Errors in Investing

Investing is not an activity for the faint of heart, nor is it something that guarantees success. No matter how well prepared you think you are to get into the market and invest, there are always potential pitfalls on the road to financial freedom. Investors make errors in investing all the time, even those who have some experience in the markets. The smartest way to avoid some of these investment errors is to enlist the help of a qualified local financial advisor.

Financial Advisors are Investment Experts

A financial advisor is a personal and/or business finance expert who works to help consumers avoid some of these pitfalls and make wise choices with their money. For example, most all of us have some money wrapped up in a retirement fund of some kind; but very few of us are comfortable or knowledgeable enough to take on the challenge of putting together a retirement strategy all on our own. For many investors, the extent of our knowledge in all honesty is the performance of our own IRA or 401k over the past quarter; and we only know that much because we get a prospectus mailed to us every so often.

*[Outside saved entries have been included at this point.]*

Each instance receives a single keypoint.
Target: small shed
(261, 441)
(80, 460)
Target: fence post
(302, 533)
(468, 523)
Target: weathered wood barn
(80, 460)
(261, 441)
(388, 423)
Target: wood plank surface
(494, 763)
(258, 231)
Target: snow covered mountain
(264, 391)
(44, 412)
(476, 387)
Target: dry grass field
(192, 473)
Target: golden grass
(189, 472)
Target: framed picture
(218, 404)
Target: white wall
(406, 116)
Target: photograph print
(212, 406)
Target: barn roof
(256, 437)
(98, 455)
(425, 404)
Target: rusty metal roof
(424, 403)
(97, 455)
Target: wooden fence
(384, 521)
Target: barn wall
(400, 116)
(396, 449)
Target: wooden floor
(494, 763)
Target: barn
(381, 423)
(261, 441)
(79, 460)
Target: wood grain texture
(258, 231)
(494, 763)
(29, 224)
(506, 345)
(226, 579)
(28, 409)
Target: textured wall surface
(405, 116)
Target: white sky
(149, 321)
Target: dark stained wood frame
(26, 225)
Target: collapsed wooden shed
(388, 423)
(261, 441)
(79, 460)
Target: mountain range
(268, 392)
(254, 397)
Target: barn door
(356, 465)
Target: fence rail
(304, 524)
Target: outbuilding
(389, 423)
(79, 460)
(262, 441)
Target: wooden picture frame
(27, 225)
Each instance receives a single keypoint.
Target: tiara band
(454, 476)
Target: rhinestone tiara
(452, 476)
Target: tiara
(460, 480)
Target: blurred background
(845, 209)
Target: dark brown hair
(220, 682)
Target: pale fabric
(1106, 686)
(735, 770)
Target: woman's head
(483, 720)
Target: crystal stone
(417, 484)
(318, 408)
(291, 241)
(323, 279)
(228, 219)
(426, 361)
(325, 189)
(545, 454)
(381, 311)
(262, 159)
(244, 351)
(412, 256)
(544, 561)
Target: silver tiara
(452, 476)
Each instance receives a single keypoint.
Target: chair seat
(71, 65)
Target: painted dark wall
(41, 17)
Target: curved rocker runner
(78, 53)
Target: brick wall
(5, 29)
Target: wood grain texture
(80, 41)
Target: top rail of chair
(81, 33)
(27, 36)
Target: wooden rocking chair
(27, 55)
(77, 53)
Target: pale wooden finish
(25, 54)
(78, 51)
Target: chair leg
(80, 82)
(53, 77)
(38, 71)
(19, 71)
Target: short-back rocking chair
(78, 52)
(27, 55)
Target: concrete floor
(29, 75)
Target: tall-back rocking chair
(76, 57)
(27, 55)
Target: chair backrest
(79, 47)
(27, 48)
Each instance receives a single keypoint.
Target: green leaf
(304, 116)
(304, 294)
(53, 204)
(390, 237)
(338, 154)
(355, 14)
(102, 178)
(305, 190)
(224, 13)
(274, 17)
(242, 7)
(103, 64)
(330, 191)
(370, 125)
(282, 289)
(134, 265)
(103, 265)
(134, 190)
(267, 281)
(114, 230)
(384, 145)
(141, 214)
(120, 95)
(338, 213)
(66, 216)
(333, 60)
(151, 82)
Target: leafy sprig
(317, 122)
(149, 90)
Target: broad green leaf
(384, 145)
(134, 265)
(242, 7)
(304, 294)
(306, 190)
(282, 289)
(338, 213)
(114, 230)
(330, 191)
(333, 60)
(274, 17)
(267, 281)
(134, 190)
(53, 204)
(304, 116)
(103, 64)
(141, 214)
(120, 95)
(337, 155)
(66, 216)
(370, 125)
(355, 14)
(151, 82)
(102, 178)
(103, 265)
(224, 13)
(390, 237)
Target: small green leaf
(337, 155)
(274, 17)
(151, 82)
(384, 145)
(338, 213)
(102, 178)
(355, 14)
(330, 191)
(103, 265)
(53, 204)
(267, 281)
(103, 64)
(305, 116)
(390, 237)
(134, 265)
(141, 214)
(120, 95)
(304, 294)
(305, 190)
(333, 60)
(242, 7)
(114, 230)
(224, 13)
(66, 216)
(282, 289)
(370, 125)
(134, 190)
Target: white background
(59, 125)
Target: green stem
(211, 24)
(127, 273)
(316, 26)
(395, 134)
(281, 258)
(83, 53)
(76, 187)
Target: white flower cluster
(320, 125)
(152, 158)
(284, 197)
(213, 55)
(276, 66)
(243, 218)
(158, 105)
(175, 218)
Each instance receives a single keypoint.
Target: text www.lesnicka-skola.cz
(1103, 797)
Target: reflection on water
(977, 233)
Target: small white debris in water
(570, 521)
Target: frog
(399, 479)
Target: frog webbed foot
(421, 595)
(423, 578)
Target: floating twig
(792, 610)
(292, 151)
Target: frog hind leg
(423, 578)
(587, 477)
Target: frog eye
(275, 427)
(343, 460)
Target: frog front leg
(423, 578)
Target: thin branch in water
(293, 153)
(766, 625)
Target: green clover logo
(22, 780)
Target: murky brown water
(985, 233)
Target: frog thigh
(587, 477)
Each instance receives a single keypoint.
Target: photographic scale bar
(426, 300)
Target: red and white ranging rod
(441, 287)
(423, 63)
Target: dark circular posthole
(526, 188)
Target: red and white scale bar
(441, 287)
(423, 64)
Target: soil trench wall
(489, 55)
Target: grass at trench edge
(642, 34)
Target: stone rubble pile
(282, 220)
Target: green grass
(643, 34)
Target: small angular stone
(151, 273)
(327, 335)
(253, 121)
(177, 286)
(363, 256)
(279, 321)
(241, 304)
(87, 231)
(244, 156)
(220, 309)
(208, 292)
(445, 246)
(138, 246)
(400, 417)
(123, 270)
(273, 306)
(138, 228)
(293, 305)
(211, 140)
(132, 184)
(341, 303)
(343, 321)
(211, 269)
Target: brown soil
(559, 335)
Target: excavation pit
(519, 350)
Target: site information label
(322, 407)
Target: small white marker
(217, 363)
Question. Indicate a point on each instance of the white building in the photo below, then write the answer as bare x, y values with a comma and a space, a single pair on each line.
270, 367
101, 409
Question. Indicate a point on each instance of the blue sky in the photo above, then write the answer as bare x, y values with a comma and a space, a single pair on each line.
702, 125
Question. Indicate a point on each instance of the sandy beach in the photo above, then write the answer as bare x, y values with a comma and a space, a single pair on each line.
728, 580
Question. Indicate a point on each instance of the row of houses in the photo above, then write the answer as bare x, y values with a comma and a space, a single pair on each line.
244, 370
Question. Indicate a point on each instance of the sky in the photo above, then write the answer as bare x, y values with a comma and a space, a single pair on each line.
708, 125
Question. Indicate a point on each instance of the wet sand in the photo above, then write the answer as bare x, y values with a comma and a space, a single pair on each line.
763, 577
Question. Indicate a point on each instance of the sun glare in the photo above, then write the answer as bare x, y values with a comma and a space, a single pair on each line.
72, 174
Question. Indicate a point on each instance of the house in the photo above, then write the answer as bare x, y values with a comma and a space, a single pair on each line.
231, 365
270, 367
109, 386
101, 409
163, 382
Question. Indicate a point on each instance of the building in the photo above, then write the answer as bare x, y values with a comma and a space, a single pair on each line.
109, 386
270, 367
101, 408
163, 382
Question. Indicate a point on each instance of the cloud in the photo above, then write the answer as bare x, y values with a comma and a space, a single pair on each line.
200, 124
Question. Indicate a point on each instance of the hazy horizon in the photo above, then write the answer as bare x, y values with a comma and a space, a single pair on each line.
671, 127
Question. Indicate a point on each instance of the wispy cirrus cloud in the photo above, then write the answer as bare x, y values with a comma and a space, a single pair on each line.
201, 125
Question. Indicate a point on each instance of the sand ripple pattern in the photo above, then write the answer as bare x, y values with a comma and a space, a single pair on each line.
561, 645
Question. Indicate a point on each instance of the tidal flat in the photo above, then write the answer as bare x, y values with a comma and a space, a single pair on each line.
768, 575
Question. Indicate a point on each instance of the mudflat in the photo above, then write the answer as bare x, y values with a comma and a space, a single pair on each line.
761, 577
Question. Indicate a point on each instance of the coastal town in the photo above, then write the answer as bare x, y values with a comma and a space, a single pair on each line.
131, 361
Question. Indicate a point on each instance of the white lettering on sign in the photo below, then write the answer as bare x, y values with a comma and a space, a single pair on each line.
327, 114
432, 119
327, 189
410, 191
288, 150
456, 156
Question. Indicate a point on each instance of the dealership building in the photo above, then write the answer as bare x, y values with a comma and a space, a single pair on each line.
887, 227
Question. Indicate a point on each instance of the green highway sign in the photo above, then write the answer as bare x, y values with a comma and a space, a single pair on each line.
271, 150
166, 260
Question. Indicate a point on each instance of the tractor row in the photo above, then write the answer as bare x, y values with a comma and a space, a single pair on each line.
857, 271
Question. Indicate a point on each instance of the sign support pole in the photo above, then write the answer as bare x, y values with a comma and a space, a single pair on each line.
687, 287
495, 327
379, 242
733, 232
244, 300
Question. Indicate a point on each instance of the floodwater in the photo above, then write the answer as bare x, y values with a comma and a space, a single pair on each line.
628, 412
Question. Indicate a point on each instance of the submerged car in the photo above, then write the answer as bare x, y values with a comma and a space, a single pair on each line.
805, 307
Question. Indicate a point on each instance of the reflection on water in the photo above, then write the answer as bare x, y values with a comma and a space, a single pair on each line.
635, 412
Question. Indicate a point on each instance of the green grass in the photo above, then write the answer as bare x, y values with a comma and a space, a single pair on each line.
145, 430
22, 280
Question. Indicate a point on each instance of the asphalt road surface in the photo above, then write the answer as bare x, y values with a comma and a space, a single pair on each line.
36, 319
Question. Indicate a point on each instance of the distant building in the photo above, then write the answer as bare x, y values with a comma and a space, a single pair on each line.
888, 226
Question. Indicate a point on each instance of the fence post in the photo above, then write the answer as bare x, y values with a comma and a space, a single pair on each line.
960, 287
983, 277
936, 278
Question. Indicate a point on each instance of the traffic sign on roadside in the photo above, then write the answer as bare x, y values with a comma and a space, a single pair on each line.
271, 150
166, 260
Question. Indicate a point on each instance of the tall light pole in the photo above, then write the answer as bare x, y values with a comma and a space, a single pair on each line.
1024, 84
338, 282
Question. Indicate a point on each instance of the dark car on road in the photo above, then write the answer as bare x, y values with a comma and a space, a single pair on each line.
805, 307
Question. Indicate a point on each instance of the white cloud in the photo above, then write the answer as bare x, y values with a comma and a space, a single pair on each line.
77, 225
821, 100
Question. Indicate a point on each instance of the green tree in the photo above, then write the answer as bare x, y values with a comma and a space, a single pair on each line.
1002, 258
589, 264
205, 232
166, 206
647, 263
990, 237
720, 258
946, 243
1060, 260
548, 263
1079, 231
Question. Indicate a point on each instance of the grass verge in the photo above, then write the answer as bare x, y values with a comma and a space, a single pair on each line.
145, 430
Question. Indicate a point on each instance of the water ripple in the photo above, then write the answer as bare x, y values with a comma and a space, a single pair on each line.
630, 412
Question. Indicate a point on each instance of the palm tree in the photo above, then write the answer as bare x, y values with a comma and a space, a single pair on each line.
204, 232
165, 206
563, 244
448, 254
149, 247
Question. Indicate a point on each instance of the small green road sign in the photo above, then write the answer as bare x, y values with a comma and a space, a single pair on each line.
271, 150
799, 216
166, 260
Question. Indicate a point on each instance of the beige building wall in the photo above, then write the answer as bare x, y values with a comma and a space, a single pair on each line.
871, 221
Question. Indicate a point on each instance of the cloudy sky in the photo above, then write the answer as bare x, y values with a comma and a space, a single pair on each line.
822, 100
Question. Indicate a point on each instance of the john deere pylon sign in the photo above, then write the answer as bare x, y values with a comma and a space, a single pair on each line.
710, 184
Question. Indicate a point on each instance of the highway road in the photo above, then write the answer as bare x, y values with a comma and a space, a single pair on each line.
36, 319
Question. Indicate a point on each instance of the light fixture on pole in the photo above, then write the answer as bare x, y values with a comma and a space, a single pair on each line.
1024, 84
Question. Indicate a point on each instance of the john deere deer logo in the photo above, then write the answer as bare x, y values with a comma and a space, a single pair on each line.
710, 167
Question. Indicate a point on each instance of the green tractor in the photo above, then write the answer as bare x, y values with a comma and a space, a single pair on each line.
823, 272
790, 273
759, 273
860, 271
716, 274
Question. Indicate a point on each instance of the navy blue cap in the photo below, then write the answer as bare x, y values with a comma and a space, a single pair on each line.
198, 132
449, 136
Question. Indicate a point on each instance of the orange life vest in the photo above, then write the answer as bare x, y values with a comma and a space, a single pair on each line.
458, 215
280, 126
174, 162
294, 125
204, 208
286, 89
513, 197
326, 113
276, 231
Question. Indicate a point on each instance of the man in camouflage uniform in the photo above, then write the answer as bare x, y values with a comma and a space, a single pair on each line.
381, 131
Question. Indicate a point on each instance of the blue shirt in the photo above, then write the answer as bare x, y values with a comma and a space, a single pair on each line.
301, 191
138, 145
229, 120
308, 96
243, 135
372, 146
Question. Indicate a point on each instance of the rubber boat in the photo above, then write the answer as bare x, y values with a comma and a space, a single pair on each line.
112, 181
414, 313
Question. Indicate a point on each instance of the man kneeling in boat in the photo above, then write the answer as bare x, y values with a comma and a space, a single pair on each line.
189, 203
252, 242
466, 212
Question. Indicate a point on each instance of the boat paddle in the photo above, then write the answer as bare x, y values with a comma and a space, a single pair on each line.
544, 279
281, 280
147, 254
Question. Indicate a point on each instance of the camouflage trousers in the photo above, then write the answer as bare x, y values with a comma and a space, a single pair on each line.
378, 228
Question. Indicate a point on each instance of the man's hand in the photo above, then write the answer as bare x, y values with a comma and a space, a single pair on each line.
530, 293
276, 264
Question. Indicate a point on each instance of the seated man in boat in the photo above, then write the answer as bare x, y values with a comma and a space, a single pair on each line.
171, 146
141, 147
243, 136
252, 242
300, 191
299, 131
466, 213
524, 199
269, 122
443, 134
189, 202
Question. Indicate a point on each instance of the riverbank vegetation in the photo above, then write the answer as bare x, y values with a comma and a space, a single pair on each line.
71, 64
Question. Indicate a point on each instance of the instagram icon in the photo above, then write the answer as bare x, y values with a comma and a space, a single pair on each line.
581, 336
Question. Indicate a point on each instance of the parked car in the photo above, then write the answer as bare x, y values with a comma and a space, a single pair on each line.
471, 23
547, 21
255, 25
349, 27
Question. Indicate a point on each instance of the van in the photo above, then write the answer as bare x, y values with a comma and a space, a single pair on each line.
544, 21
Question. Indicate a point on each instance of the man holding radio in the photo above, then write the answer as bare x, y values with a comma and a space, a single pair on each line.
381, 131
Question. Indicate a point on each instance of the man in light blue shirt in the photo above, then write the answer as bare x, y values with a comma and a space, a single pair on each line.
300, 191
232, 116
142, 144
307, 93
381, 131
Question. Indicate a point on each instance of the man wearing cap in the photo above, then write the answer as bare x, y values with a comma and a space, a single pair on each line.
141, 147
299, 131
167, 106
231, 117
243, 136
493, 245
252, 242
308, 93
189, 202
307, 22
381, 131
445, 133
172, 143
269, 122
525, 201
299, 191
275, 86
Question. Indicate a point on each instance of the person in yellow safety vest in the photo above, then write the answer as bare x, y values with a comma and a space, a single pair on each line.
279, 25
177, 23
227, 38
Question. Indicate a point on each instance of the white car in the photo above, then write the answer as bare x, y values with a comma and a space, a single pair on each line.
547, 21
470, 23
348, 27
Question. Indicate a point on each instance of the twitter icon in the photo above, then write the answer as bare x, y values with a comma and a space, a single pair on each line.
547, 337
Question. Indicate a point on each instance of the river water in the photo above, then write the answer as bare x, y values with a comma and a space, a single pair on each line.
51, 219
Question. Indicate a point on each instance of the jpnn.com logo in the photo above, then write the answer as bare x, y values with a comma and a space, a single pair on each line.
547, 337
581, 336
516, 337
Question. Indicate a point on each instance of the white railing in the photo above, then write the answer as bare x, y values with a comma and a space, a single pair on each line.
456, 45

Without a financial expert guiding the way, difficult financial choices become even harder to deal with. Personal finance is a balancing act: as a consumer, you have to give yourself enough capital to live on; but as an investor, you want to put away as much as you can for the long term. Navigating that balance is tough. This is one way many of us slip up if we do not heed the advice of a financial advisor. You might get a little too overzealous in your retirement savings objectives and not leave enough money to live on, jeopardizing your credit rating and your ability to deal with present obligations.

Examples of Common Investment Errors

There are all kinds of mistakes people make in their investing behaviors. Without the aid of an advisor, the frequency and severity of these errors are magnified greatly. Retirement and educational savings funding might be done with only a short term outlook, and savings products with great long range tax benefits could be overlooked. Having short term tunnel vision with these investments is a tough tendency to get out of. It's easy to get caught up in the enthusiasm of immediate growth and the short range performance of an investment vehicle. But it is always important to also be mindful of the ultimate purpose of these financial products. For a 30 year old, short term income is not the objective of a Roth IRA or even a college education fund for your kids. The long range performance of the funds is what matters.

Failure to create a specific objective when you put together a portfolio is a common error. Just haphazardly choosing funds to get into without a clear purpose can get you in some trouble. Think about what would happen if you placed all your trust (and investment capital) in mutual funds, and the mutual fund market took a dive. Without a clear objective, you were unprepared for this situation. Without thinking ahead, you would be unprepared for this emergency.

Common Financial Investment Errors

Some investors mistakenly think they can predict the lows and highs of the markets. They pull out of investments early to cash in on profits only to find that the stocks hadn't yet peaked in value; or they fail to cut their losses with a losing investment. The assistance of a financial advisor can help you avoid these issues.